To prevent this, Baribault says Microsoft Auto adds "an extra layer of security" in its software platform that allows the automaker to digitally sign off on updates before they can be installed in a vehicle. "So if you buy a Fiat or Ford or eventually a Kia with our system in it," he remarked, "for that system to get an update, the OEM has to be involved in signing off on the code to allow it to run in a specific car."
Thilo Koslowski, an analyst who follows automotive electronics trends for the market research firm Gartner, agrees that security is an important issue. But he noted that since the capability to easily upgrade infotainment software now exists — and could potentially save money for automakers and frustration for car owners — it will gain momentum. "I think you'll see more car companies doing this because it allows them to fix things quickly," Koslowski said.
Koslowski added that while most systems currently require software to be physically loaded into the car, "over the air" updates could soon become common. "Just imagine," he said, "if you have a problem like Toyota currently has that could be addressed by a quick over-the-air software upgrade and could be done securely. That would be more in the automaker's interest than having every customer bring their car to a dealership. First, it takes less time to fix a problem before an accident happens, and secondly, it would be much cheaper."
Updating software in a vehicle is still a cumbersome process, noted Koslowski, and something not every car owner is comfortable with. "You have to download it onto a USB drive and then load it onto your vehicles," he said. "Eventually business factors will make it more viable and more realistic for OEMs to do this over the air."

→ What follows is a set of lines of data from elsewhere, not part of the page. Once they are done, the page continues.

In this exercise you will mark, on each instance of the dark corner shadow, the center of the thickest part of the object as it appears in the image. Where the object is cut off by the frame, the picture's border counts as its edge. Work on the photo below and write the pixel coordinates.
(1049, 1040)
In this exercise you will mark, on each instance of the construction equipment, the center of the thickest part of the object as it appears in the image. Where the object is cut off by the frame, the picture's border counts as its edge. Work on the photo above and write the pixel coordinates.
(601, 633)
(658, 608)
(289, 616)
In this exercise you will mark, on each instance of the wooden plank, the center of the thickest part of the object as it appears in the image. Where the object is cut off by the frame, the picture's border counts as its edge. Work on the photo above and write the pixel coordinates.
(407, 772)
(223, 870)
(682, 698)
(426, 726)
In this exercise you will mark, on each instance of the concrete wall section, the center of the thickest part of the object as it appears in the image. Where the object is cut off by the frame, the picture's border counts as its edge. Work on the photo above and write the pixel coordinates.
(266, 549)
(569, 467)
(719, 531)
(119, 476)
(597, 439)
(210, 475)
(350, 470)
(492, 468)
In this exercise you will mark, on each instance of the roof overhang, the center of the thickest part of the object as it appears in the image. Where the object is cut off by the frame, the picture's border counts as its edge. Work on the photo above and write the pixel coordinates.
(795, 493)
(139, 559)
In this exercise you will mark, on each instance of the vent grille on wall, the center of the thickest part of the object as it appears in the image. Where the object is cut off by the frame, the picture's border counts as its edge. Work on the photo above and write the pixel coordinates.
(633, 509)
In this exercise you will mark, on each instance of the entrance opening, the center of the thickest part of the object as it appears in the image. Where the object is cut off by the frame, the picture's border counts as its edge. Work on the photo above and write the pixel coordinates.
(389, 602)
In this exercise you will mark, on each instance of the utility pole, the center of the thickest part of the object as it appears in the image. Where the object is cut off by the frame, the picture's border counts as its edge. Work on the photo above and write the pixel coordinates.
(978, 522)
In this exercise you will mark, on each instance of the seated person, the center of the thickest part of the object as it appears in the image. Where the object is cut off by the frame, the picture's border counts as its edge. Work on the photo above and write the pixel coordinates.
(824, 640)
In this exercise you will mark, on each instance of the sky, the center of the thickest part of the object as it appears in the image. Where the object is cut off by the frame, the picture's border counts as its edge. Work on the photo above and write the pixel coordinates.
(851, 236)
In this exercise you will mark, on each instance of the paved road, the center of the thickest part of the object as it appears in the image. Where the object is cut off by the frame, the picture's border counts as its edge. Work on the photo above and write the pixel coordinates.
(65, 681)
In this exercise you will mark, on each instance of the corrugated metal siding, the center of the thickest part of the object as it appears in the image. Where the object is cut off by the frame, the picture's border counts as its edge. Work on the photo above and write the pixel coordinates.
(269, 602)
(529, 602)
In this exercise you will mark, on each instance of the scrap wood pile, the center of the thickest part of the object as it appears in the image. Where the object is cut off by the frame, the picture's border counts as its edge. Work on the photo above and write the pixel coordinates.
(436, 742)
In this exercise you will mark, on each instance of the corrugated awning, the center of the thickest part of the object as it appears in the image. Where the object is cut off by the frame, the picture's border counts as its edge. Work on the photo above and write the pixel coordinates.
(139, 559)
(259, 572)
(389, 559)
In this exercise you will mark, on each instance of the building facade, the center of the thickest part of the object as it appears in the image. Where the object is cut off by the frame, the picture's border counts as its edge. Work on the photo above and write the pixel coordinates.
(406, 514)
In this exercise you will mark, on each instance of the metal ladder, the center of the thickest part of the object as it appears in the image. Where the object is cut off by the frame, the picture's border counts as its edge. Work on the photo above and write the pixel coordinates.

Hughes Telematics' Goldman described over-the-air software updates as the Holy Grail for the auto industry. "It's been the target for years because it has high value for an automaker," he remarked. "If they can update software over the air, it enhances the customer's experience and their cost savings, since bringing vehicles back to the dealer is very expensive. But that's balanced by engineering departments being risk-averse, and rightly so," he added. "There are question marks about how to do that, but it is doable. And it's not black magic."
Goldman pointed out that remote software upgrades are common in other industries. "Another company Hughes owns updates satellite terminals this way in probably a million-plus terminals around the world, and it works really well." Goldman also revealed that Hughes Telematics has field-tested being able to remotely update mbrace services, although bringing the capability to consumers is still several years away.
Perhaps the biggest incentive for automakers to allow software updates of car infotainment systems is to keep up with consumers' expectations. "There's somewhat of a sense of urgency for the auto industry to start addressing this," Koslowski said, "because consumer expectations have evolved. Most people own electronics that can be easily updated with new software or firmware, and consumers are beginning to get frustrated that they can't do that in the car.
"The time is coming when automakers will have to offer this as not to anger consumers," he added. "Otherwise they'll miss the boat."